4. Parking a semi-autonomous engineering team in a tech hub
In this model, the company puts engineers on the ground in a technology hub, like Silicon Valley, and charges them with rapidly prototyping new technologies and experimenting with new vendors. This team is doing more than shopping – they are engaged with the business. The members have GitHub accounts, are writing code and white-boarding new solutions. They actively integrate technology into their product from outside providers; also, some failure is expected. It is a clean-slate approach that many companies, ranging from Ford to Capital One, have deployed to leverage talent in the Valley.
These teams often compete directly with local startups for talent and try to lure top engineers through the payoff of having their final products commercialized quickly inside a large company. Having so many engineers on the ground also means they’re closer to new technologies and can find solutions to specific challenges more quickly.
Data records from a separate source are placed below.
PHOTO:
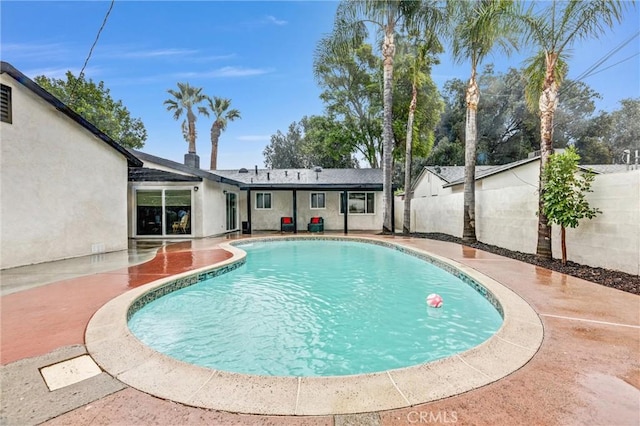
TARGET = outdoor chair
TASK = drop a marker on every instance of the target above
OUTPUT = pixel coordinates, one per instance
(182, 225)
(287, 225)
(316, 224)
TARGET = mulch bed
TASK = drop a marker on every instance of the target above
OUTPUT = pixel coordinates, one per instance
(614, 279)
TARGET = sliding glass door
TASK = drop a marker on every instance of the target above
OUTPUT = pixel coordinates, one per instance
(232, 211)
(162, 212)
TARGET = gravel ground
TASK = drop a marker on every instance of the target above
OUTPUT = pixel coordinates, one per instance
(614, 279)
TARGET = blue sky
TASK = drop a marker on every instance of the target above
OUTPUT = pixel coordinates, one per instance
(258, 53)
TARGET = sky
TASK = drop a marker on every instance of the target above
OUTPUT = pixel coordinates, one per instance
(257, 53)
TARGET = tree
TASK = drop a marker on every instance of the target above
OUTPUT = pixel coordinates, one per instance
(94, 103)
(480, 26)
(313, 141)
(418, 67)
(553, 30)
(184, 100)
(220, 109)
(388, 16)
(564, 200)
(349, 77)
(285, 150)
(626, 127)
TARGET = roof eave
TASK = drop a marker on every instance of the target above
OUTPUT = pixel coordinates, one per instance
(6, 67)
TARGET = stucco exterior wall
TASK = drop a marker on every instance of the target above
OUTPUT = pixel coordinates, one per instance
(63, 192)
(282, 205)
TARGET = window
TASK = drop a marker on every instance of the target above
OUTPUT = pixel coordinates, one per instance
(263, 200)
(5, 103)
(359, 203)
(317, 200)
(163, 211)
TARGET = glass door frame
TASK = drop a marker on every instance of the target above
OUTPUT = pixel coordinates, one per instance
(163, 190)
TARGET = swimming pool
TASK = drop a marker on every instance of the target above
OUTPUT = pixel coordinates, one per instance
(318, 308)
(111, 344)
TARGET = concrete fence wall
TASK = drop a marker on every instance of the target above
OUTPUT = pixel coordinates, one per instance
(506, 217)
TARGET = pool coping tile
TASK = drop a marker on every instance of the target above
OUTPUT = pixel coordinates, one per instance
(122, 355)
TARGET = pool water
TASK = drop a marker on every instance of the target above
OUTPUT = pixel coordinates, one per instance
(318, 308)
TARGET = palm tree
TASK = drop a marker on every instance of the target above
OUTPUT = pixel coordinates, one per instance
(421, 60)
(186, 98)
(481, 25)
(554, 30)
(220, 109)
(389, 17)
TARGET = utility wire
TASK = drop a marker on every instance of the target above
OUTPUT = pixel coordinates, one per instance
(81, 75)
(593, 69)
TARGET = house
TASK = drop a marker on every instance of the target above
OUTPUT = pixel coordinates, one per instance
(249, 200)
(68, 190)
(63, 183)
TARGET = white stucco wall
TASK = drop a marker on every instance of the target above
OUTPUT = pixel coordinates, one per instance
(63, 192)
(282, 205)
(612, 239)
(506, 206)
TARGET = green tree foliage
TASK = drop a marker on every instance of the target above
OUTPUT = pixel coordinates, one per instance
(508, 130)
(626, 126)
(480, 27)
(350, 79)
(94, 103)
(182, 102)
(314, 141)
(354, 19)
(429, 103)
(553, 30)
(219, 107)
(564, 201)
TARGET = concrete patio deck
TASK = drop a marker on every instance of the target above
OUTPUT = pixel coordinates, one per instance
(587, 370)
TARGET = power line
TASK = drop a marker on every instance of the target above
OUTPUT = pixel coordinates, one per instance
(617, 63)
(593, 69)
(81, 75)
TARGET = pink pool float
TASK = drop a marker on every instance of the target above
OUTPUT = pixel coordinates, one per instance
(434, 300)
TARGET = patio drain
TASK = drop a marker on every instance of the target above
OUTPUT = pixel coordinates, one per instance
(68, 372)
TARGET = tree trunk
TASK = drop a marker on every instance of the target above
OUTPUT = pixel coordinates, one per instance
(215, 137)
(388, 51)
(408, 194)
(564, 245)
(470, 142)
(547, 104)
(191, 123)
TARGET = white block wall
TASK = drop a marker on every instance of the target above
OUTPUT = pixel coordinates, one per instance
(506, 206)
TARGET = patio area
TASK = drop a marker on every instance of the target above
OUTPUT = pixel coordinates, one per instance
(587, 370)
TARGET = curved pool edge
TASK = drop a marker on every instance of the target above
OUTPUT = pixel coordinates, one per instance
(118, 352)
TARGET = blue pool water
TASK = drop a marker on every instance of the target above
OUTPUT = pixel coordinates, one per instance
(318, 308)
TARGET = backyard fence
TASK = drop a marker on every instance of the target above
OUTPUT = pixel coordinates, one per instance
(506, 217)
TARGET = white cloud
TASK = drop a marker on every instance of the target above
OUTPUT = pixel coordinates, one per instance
(273, 20)
(254, 138)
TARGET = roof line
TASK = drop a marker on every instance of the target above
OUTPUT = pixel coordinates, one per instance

For example, Capital One currently has hundreds of engineers working in San Francisco’s SOMA neighborhood. My firm recently worked with the group to find a startup that could determine the eligibility of an individual for specific bank product offerings. Because of the Capital One team’s charter to discover, test, and implement new technologies quickly, they dedicated an engineer to work with the startup’s API and implement the technology inside Capital One. In cases like this, projects can get off the ground in days, instead of months.
Each of these structures has trade-offs. My advice is to set up your organizations to balance risk, cost, and positive outcomes. Big companies should stay fluid, building flexibility into their organizations so that they can adapt and change at the same rate as new technology. And by being strategic in setting up a corporate innovation program, they can steer themselves in the direction of smart technological evolution. Their future, after all, may depend on it.
Scott Goering is the vice president for business development at Battery Ventures. He was previously a business development executive at Intel Capital.